Business logic will most likely live in your presentation layers or in your build processes but may also lurk in your data structures; computed columns are a good example. It’s always good from a hygiene perspective to do a quick review of the business logic that impacts how your data is consumed. For us this one is really pretty straightforward, we review all of the reports that we are responsible for, see who’s been using them and how often. If they’re not being used we have the opportunity to go back to the customer and find out if something is wrong with report that we can fix or is it just not needed anymore. We also review the build process to ensure we’re not negatively impacting a data point looking for an increase in NULL values, empty columns or errors in columns.
A specific example of this, when we updated our fiscal calendar tables for 2014 a computed column was resolving to 51 weeks in the year instead of 52 – that would be a problem.
Technical issues are usually within the data storage itself and are easily found by checking the performance of jobs. I start here with some easy spreadsheets that show if jobs are running longer or if one suddenly running shorter and of course noting any regular failures. This will give you an idea where to focus first and will also help you assess the impact of any changes later. From there we take a look at indexes and the freshness of the statistics to find additional areas for improvement before moving onto my favorite maintenance task -purging data! Every year we take between six months to a year’s worth of data out of every warehouse/mart and for the most part its purged completely though we do occasionally archived them off temporarily, just in case the date is needed at a later date (rarely).

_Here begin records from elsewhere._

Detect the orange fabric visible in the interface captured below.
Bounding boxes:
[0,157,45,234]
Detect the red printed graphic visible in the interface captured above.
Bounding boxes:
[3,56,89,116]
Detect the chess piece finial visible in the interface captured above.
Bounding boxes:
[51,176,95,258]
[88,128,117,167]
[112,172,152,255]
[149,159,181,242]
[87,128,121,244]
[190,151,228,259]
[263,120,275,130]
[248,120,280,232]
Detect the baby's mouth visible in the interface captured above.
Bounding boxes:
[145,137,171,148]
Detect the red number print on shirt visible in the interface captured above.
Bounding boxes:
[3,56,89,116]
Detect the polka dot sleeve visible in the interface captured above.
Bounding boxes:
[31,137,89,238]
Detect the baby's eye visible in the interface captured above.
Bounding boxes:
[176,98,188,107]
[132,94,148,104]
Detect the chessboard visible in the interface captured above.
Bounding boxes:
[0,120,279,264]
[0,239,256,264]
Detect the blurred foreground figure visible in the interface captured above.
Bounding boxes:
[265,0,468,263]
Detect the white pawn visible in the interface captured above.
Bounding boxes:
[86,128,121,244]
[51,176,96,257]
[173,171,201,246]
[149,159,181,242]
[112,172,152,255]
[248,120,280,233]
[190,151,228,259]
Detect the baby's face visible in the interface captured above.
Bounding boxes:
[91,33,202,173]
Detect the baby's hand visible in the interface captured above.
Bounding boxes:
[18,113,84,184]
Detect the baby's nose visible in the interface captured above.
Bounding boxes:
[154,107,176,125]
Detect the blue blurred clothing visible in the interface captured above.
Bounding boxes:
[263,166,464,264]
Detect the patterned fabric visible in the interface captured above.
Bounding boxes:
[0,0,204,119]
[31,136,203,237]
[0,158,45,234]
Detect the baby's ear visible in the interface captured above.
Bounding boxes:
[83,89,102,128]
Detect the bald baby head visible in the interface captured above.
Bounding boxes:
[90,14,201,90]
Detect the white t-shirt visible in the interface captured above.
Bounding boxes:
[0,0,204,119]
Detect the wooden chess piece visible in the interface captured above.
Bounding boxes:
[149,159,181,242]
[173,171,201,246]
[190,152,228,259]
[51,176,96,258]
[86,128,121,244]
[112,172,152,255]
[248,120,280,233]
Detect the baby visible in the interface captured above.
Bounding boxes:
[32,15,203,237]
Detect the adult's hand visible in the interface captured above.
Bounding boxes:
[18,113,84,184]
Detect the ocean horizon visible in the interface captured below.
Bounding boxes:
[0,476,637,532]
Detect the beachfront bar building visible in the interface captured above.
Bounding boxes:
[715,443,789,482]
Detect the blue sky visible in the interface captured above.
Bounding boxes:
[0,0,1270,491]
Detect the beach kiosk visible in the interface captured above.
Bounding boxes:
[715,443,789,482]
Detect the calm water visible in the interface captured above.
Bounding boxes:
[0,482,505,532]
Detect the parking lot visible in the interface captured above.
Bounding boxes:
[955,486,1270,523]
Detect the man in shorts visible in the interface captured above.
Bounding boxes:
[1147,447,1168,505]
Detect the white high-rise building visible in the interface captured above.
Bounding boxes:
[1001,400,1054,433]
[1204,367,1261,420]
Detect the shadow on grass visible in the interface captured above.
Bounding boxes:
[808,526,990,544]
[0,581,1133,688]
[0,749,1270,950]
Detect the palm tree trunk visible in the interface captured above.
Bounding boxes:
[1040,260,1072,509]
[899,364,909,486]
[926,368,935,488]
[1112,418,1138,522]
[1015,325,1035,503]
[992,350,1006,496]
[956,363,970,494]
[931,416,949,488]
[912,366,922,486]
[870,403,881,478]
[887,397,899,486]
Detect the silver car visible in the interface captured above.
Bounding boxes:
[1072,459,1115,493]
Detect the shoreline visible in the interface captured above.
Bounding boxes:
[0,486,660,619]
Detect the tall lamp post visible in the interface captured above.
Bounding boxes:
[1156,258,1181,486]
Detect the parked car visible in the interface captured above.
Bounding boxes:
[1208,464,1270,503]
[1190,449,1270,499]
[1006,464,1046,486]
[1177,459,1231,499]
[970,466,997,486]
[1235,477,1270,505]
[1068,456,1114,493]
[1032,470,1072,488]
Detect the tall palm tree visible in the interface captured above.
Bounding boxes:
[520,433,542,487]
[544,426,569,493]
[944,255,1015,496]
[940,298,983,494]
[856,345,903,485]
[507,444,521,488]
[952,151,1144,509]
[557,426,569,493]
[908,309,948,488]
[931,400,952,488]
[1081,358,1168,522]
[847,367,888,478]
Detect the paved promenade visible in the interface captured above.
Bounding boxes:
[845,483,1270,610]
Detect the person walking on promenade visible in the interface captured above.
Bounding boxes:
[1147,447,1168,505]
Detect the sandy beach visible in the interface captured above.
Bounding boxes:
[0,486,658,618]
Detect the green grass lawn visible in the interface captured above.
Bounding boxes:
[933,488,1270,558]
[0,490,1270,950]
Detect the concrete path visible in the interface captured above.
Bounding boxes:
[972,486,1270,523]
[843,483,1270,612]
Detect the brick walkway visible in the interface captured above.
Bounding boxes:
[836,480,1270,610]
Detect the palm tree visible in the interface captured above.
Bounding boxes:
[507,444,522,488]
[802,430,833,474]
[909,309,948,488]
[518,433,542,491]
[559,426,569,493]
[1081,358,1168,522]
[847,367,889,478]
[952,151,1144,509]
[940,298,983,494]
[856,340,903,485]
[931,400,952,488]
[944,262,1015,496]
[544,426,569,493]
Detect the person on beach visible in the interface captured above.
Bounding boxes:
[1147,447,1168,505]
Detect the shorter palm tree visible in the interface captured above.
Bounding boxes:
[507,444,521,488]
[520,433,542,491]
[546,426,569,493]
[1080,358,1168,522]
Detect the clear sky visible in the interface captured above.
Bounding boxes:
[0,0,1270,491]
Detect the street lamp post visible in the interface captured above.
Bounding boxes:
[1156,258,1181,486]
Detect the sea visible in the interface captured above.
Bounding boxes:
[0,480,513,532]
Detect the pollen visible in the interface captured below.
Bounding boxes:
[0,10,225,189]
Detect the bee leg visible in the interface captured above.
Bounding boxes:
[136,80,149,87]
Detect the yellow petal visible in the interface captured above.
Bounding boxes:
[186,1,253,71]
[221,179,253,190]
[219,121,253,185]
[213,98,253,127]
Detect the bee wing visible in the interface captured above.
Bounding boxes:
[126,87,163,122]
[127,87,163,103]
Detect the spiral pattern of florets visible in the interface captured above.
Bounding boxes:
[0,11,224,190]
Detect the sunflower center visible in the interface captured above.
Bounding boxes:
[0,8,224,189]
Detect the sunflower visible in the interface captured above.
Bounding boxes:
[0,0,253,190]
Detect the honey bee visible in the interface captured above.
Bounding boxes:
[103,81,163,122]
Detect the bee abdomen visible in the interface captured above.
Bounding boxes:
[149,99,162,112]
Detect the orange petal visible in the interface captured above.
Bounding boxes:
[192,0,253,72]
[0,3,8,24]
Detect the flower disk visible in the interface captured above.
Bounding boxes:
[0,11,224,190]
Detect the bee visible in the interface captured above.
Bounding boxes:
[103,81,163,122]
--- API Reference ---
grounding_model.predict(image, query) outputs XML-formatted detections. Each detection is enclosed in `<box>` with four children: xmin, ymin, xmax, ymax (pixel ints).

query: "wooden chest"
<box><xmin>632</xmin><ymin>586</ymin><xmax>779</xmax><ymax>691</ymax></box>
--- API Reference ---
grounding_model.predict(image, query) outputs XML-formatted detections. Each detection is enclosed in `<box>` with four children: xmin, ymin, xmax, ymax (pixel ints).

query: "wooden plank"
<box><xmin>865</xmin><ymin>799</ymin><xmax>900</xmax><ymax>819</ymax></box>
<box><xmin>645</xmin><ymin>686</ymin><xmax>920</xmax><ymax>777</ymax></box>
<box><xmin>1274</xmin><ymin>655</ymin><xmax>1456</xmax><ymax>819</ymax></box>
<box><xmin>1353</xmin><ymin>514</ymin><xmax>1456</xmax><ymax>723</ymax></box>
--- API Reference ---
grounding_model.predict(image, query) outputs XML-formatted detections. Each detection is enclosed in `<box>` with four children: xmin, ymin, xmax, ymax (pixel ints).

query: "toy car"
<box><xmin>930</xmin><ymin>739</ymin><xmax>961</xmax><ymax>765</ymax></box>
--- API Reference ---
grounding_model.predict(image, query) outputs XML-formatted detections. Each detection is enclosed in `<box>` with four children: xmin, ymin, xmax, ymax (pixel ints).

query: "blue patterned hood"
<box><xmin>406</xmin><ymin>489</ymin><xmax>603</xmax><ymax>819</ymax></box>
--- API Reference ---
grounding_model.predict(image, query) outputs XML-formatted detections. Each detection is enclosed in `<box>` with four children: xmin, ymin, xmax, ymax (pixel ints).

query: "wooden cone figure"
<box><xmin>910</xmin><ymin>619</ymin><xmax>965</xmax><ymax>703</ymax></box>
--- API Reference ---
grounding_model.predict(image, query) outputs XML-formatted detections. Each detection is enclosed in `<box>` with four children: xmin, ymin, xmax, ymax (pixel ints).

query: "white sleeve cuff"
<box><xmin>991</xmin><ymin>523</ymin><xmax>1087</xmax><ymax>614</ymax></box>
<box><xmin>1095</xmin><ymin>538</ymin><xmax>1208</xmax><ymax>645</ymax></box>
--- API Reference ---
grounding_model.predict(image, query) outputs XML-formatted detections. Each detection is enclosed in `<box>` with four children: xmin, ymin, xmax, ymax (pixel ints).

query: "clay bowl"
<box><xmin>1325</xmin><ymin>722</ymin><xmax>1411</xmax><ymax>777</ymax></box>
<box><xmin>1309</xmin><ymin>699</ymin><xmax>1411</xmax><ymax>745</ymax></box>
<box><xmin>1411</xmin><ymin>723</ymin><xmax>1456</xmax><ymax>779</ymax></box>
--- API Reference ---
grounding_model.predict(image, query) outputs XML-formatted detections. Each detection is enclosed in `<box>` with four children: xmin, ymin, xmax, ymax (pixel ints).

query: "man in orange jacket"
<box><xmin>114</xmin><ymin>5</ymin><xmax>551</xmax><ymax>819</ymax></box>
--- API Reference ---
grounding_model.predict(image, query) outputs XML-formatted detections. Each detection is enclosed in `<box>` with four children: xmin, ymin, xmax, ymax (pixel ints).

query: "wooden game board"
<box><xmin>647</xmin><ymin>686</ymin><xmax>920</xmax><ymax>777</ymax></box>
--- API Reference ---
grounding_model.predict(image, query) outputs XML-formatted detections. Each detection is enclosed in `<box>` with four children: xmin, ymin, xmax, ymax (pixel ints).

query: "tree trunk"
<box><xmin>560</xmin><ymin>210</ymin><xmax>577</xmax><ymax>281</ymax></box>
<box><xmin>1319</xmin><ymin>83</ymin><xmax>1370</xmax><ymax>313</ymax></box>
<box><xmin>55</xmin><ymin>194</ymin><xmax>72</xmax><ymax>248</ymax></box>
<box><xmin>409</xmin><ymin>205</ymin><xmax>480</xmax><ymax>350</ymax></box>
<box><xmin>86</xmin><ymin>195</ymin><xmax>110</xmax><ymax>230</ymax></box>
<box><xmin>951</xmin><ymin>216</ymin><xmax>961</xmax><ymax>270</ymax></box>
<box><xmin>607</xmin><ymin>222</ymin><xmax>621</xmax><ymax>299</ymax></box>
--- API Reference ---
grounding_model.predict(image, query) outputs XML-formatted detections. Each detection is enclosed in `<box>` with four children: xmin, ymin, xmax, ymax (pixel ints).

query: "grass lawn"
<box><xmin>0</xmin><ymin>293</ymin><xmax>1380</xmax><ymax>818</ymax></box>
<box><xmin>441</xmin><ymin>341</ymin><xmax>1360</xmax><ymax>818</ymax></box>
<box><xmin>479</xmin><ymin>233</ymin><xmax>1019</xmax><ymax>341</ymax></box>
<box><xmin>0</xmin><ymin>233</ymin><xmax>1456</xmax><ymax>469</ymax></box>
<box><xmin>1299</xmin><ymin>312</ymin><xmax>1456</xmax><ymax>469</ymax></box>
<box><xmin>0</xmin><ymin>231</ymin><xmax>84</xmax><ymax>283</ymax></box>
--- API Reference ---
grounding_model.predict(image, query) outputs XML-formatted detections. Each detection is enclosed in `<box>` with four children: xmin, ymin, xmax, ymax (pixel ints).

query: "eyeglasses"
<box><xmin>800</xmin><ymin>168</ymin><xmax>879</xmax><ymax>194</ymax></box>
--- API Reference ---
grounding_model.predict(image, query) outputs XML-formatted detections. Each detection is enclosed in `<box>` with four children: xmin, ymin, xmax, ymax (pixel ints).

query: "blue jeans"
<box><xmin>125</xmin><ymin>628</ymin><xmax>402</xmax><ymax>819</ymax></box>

And finally I like to do a little bit of a wish list, which now ends up in my Agile backlog, of things I would like to further scrub, research or fix going forward. Things like old stored procedures that need to be reviewed, old jobs that aren’t currently scheduled, and areas where we have data redundancy or manual effort. I like to think of this from the perspective of someone new walking into the job tomorrow, would they be able to take a look at a server and understand what it was used for, if not then we have some work to do.
SQL Server makes a lot of this super easy, our Reporting Services environment automatically logs all report executions and statuses, and our warehouse jobs are all set to log to system tables for easy historical reporting – we don’t even have to trouble a DBA for help with any of this. With 15 different warehouses/mart and a medium sized report server, this all takes about a month to complete with the bulk of that in planning and reviewing and the actual changes are done via scheduled jobs off hours.